Galvanotherapie gegen Krebs

Krebs ist eine der weitvertreitesten Krankheiten der Welt und tritt in vielen Formen im menschlichen Körper auf und zerstört diesen systematisch. Besonders gefährdet sind, trotz der hochwertigen medizinischen Versorgung, dabei Menschen in Industrieländern. Gefährdert sind hierbei vor allem bereits an Krebs erkrankte Patienten, die sich durch Strahlen- und Chemotherpien erneut einem erhöhten Krebsrisiko aussetzen.

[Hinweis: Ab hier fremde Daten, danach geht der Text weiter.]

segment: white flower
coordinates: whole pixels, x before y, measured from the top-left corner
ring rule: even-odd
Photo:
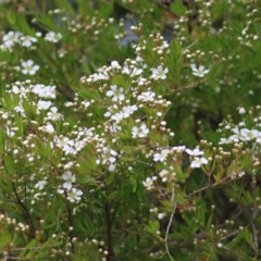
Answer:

Ganz anders ist dies bei der Galvanotherapie, die bei ihrer Anwendung wenig invasiv ist und die Organe erhält.
Durch die Galvanotherapie werden unter anderem Brust-, Lungen-, Haut-, Darm- oder Prostatakrebs therapiert.

Die Funktionsweise der Galvanotherapie basiert auf dem Einsatz einer computergesteuerten Therapieanlage. Aufgrund einer besseren Leitfähigkeit von Zellen die durch einen Tumor befallen sind, kann mit Hilfe von positiv und negativ geladene Elektroden ein Gleitstrom durch diese Zellen geleitet und greift diese somit gezielt an, während gesunde Zellen geschont werden. Durch den Einsatz der Galvanotherapie produzieren die an Krebs erkrankten Zellen Salzsäure, dies wird durch eine elektrische Umpolung innerhalb dieser Zelle hervorgerufen. Die Salzsäure greift die Krebszellen direkt an, die in der Folge absterben und vom Körper daraufhin abgestoßen oder auch abgetragen werden.

Die Besonderheit bei der Galvanotherapie liegt darin, dass sie bei Tumoren angewandt wird, die durch Strahlen- oder Chemotherapie kaum erfolgreich therapiert werden können. Weiterhin können sich sogar bei austherapierten Patienten noch Erfolge einstellen, die schulmedizinisch bereits als nicht mehr heilbar angesehen werden.

Trotz nachgewiesener Erfolge und einer wachsenden Anhängerschaft der Galvanotherapie, ist diese weitesgehend noch unbekannt, gewinnt jedoch immer mehr an Bedeutung, da die weniger erfreulichen Nebenwirkungen anderer Therapiemethoden, wie beispielsweise erneutes Krebsrisiko durch Strahlentherapien, ausbleiben.